April 14.
We’ve waited two days for the perfect conditions to take us from Current Settlement back to the Abacos. With the promise of 10-15mph of easterly wind we have sails up at 6:00am. There is no moon, no sun until 6:45, and no wind — well, just a zephyr from the southeast.
We sail west. By 8:00 we have passed a reef, a wreck, and Egg Island. It’s time to turn north. We are on an intersecting course with a big mail boat. But we have just enough wind to jibe and get out of his path.

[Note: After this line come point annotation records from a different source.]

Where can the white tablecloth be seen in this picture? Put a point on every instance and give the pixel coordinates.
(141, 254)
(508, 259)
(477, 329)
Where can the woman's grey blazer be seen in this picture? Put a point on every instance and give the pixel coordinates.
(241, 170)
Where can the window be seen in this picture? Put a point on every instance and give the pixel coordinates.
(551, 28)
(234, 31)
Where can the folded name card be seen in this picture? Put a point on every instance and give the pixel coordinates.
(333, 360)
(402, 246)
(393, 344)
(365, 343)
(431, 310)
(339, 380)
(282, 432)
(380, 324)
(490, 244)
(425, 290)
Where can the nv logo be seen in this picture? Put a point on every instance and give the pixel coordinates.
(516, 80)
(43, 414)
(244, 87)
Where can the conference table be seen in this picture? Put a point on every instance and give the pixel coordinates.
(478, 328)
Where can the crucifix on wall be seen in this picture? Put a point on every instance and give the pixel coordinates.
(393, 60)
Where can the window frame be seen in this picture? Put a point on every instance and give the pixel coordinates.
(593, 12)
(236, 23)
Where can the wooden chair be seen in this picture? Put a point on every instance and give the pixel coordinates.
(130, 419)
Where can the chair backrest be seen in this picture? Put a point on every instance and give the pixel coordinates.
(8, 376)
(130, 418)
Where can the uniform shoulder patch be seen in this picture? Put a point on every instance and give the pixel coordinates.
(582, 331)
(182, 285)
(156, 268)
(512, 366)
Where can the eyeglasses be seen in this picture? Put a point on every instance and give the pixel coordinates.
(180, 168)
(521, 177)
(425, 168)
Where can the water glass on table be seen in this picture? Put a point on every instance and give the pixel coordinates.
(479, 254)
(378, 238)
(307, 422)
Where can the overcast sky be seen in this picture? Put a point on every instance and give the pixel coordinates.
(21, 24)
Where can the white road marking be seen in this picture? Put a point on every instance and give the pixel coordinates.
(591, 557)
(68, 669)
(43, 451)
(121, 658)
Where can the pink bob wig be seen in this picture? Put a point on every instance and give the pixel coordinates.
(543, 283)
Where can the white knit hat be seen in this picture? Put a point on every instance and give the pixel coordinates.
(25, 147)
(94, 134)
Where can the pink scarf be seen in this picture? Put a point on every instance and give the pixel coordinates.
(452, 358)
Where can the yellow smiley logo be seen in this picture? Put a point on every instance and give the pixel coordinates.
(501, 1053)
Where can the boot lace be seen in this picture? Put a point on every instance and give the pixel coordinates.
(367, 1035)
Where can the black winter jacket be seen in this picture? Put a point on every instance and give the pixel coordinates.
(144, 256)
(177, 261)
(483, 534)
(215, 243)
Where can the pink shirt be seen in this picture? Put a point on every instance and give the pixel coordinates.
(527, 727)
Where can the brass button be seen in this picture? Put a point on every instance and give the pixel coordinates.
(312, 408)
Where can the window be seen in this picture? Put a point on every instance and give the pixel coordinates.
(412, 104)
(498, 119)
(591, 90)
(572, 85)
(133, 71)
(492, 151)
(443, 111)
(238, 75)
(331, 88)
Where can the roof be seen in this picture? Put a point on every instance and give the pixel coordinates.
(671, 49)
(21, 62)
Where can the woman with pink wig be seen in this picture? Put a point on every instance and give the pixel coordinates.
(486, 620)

By 10 we have crept past Royal Island with a fluttery 10pmh breeze. By noon we are in the middle of the Northeast Providence Channel, where we have seen several container ships in the past. Nothing on the horizon now but a couple of cruisers that had a head start on us. We keep tuning sails trying to reel them in.
Finally we get our promised wind. With the wind slightly behind our beam we are making 6 knots. Slowly we start gaining on the other two boats. The island of Great Abaco is far to our left and won’t appear as a haze on the horizon for hours.
Having steered the same compass heading for since 8:00am, I turn off the GPS to save power. Over the next couple of hours we make significant gains on the other boats, but they seem to be steering left of our destination. With 25 miles of hostile coastline over there I wonder where they are headed. Oh, maybe Cherokee Point, an anchorage we were unsatisfied with last season.
After we pass far to the right of one of the boats I turn the GPS back on. We’ve been making over 7 knots, and heading too far east, I was in danger of shooting past the Little Harbor cut into the Sea of Abaco.
I make corrections and head in, having plenty of time to watch both other boats navigate the cut ahead of us. We strike sails and Duwan takes us through, and to a nice spot by Lynyard Cay. The twelve hour, 60 mile trip is over. No more crossings for a while. Time for supper.